人はきっと、日々どこかで小さな覚悟を重ねながら生きているのだろう。お母さん大学サイトには、子育てをする母たちの覚悟があふれていた。

おむつ替えから逃げ回る子を30分待ち、玄関ではカチャカチャと鍵をいじる姿を見守り続ける。公園までの道のりでは、反対方向へ歩き出し、マンホールの穴に指を入れ、塀を爪で引っかきながら歩く。本来なら5分で着くはずの公園に、30分以上かかる。(「母は待つ」/飯田琴)。そこにあるのは、効率とは無縁の、ただ「待つ」という母の覚悟だ。

数学者・広中平祐の母も、わが子の「なぜ?」に答えられない時は専門家のもとへ連れていったという。徹底して好奇心を育てる姿にも、揺るぎない覚悟があった。

2歳になったばかりの息子は、服のジッパーを自分で閉めたいらしい。だが、金具がうまく噛み合わない。夕食の準備で手が離せない私に、「まま!じっじ!」と見せに来る。だが、「手伝おうか?」と手を伸ばすと、くるりと背を向ける。自分でできる瞬間を、ただ見ていてほしいのだ(「まま!じっじ!」/上野由樹)。

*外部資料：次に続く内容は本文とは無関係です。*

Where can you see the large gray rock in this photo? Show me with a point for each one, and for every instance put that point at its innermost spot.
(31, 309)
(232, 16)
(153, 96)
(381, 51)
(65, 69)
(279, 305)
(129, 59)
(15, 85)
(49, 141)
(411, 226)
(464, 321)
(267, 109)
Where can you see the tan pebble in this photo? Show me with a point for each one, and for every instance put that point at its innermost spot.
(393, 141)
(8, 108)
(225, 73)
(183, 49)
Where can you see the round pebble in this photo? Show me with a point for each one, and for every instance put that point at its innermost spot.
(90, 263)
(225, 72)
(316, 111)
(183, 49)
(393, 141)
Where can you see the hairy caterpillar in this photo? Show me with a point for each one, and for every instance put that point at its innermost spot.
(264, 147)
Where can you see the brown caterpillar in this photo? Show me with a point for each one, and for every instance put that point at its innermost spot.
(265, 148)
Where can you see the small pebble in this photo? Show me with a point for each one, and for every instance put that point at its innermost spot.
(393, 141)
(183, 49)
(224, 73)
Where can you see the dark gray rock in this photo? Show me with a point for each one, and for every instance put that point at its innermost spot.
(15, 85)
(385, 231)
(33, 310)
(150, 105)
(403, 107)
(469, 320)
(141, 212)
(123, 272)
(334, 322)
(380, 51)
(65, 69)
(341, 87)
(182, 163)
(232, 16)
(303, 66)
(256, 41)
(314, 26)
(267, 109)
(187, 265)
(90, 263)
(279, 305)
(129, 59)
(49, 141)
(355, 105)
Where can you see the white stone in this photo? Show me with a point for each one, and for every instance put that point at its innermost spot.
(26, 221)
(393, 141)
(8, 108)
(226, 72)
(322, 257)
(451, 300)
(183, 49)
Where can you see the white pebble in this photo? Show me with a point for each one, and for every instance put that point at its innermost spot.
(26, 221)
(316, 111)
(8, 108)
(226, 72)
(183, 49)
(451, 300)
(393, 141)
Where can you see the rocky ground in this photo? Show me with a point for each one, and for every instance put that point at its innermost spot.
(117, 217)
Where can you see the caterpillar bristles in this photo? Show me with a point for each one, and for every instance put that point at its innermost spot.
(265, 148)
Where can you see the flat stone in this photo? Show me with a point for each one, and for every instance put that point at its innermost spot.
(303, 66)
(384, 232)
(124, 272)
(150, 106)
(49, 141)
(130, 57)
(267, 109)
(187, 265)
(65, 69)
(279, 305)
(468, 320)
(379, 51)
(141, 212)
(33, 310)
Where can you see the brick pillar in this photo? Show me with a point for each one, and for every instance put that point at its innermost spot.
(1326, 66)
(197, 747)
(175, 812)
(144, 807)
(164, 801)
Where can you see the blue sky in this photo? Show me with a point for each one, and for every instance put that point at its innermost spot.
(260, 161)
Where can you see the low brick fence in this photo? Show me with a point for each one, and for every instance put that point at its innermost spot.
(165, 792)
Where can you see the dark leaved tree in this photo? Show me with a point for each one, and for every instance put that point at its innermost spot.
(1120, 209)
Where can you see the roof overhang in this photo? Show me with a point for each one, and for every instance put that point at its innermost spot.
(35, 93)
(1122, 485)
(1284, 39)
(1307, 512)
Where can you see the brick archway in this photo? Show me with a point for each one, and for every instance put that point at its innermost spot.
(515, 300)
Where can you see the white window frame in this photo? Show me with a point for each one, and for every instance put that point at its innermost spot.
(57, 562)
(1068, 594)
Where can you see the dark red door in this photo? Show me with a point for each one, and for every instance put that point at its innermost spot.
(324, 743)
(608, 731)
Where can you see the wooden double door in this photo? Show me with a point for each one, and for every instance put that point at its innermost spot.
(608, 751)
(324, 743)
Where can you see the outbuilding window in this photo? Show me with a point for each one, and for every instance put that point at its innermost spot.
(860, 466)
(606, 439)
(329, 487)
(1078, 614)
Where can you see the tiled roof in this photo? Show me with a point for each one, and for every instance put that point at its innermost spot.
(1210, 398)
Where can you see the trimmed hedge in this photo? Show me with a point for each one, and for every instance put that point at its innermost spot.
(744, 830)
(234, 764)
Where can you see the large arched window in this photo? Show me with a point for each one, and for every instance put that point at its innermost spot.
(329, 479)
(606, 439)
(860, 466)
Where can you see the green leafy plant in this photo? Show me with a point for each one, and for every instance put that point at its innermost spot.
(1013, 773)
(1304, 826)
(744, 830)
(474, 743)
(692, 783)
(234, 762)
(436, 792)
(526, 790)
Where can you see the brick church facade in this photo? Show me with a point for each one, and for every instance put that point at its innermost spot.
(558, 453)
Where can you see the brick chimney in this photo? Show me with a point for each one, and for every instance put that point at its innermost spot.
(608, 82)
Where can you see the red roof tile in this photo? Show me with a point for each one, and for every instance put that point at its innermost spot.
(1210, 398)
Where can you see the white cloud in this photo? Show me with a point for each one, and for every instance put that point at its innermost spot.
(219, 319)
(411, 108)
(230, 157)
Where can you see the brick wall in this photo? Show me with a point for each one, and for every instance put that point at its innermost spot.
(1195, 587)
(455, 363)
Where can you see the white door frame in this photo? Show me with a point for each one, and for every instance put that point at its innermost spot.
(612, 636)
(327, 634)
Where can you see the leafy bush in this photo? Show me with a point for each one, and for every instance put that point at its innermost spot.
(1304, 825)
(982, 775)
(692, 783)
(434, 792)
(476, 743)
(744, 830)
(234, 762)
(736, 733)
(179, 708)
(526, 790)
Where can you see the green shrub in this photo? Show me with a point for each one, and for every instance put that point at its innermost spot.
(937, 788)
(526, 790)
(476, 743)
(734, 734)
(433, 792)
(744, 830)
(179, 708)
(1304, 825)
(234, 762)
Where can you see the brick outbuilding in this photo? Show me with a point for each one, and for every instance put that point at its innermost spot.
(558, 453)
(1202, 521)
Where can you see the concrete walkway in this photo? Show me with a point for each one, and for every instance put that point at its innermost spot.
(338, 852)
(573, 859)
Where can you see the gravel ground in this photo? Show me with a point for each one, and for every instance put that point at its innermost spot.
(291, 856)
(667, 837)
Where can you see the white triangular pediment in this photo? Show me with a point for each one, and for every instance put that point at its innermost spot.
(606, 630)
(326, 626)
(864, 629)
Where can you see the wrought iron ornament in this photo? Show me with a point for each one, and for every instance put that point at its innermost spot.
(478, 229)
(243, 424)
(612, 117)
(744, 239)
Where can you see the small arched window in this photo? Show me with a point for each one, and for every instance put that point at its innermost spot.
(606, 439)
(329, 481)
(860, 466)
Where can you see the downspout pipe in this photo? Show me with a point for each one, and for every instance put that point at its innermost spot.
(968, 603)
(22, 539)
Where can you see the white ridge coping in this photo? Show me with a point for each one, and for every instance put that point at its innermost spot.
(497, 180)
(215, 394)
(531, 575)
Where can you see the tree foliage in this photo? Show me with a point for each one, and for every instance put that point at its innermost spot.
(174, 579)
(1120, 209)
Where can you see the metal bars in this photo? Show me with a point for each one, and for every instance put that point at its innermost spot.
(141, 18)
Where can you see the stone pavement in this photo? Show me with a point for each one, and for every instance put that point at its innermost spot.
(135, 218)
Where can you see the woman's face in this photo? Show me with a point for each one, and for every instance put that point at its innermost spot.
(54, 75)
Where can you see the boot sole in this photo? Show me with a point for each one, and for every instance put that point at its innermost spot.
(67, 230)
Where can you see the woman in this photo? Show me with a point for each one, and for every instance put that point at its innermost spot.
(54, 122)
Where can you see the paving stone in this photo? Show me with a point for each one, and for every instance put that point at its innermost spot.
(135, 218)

日本のファーブルと称された細密画家・熊田千佳慕の才能も、幼い彼が美しい蜂の尻に触れた瞬間を、園長先生が止めずに見守ったことから育まれたという。危険を排除するだけでなく、好奇心の芽を信じて見届ける。それもまた覚悟のカタチだろう。

18歳で家を出る約束を守り、巣立った長男。一方、指を欠損して生まれた次男を通して、「普通」とは何かを問い直し、この子にとっての当たり前を知ってほしいと願う母(「いろいろありすぎて」/智原美沙)。

智原さんの文章には、子どもの門出とともに新たな一歩を踏み出す母の覚悟が重なっていた。直接私に向けられた言葉ではないのに、なぜか胸に深く響き、うれしさが込み上げてきた。思わず「報告をありがとう」と返事を送った。

この季節、母たちはそれぞれの覚悟を抱く。このコラムに自らの覚悟を書こうと思っていたが、彼女たちの姿に触れた今、言葉が見つからない。

ただ、生きているだけでいい。大河の一滴。そんな言葉が、静かに胸に残る。